MetricX-23-QE-XL-v2p0
Property | Value |
---|---|
License | Apache 2.0 |
Framework | PyTorch |
Base Architecture | mT5 |
Paper | MetricX-23: The Google Submission to the WMT 2023 Metrics Shared Task |
What is metricx-23-qe-xl-v2p0?
MetricX-23-QE-XL-v2p0 is a reference-free (quality estimation) model for automatic evaluation of machine translations. As part of Google's submission to the WMT'23 Metrics Shared Task, it represents the XL variant of their quality estimation models, offering a balance between performance and computational efficiency.
Implementation Details
The model is built upon the mT5 architecture and fine-tuned on a combination of direct assessment and MQM (Multidimensional Quality Metrics) data. It operates in a reference-free mode, requiring only the source text and translation hypothesis to evaluate translation quality. The model outputs scores in the range of [0, 25], where lower scores indicate better translation quality.

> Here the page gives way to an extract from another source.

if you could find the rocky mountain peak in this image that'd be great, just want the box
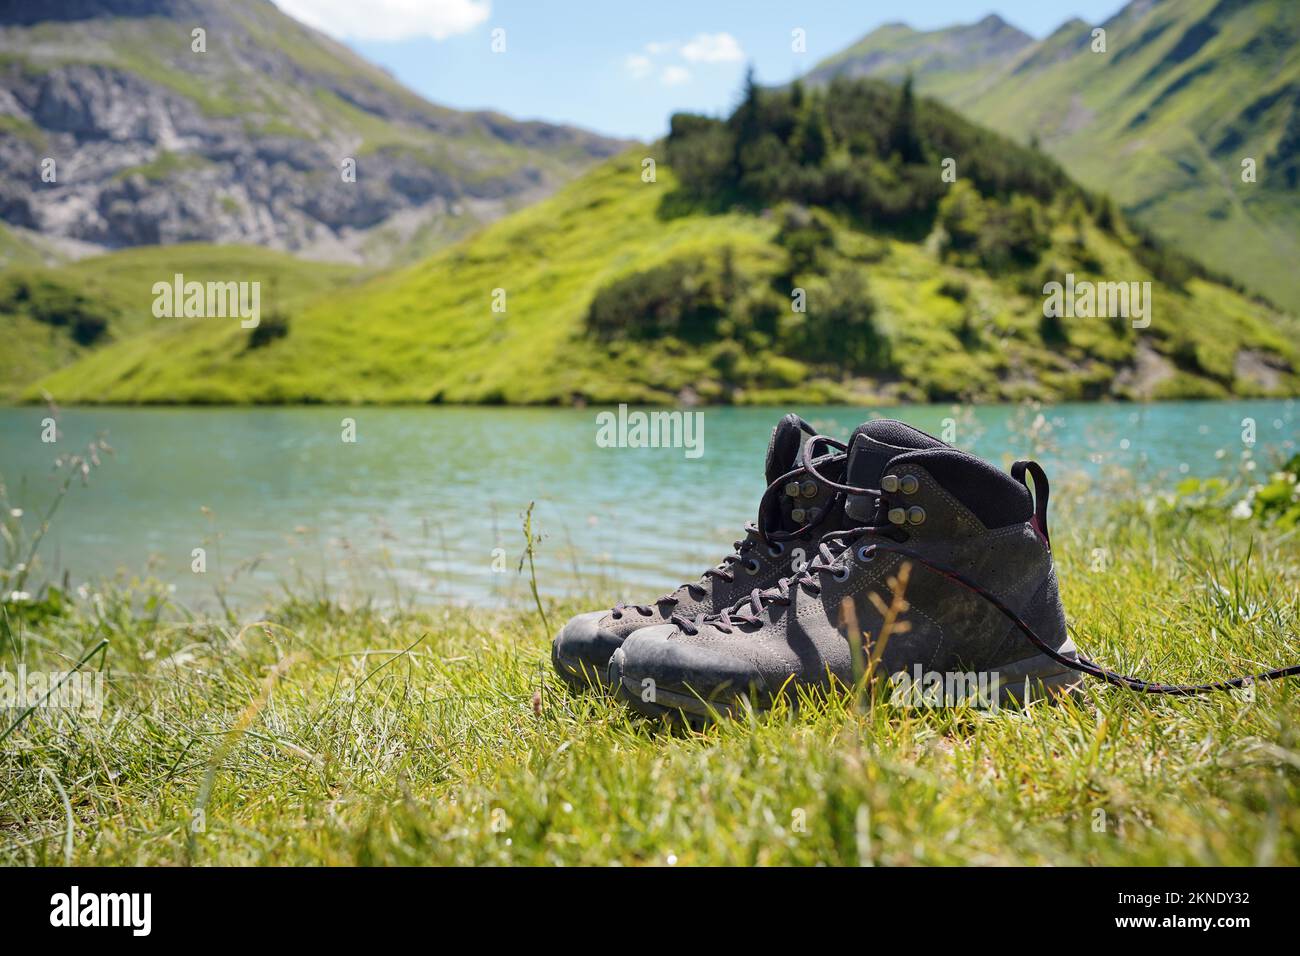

- Trained with maximum input length of 1024 tokens
- Incorporates synthetic data for robust handling of translation edge cases
- Optimized for both system-level and segment-level evaluation
Core Capabilities
- Reference-free translation quality assessment
- Robust detection of translation issues like under/over-translation
- System-level correlation of 0.684 for English-German translations
- Segment-level Pearson correlation of 0.421 for English-German pairs
- Handles multiple language pairs effectively
Frequently Asked Questions
Q: What makes this model unique?
This model stands out for its ability to evaluate translation quality without requiring reference translations, making it particularly valuable for real-world applications where reference translations may not be available. It's also trained with specialized synthetic data to handle common translation issues effectively.
Q: What are the recommended use cases?
The model is ideal for production environments requiring automatic quality estimation of translations, particularly when reference translations are unavailable. It's best suited for scenarios where a balance between computational efficiency and accuracy is needed, as it represents the middle-tier XL version of the MetricX-23 QE family.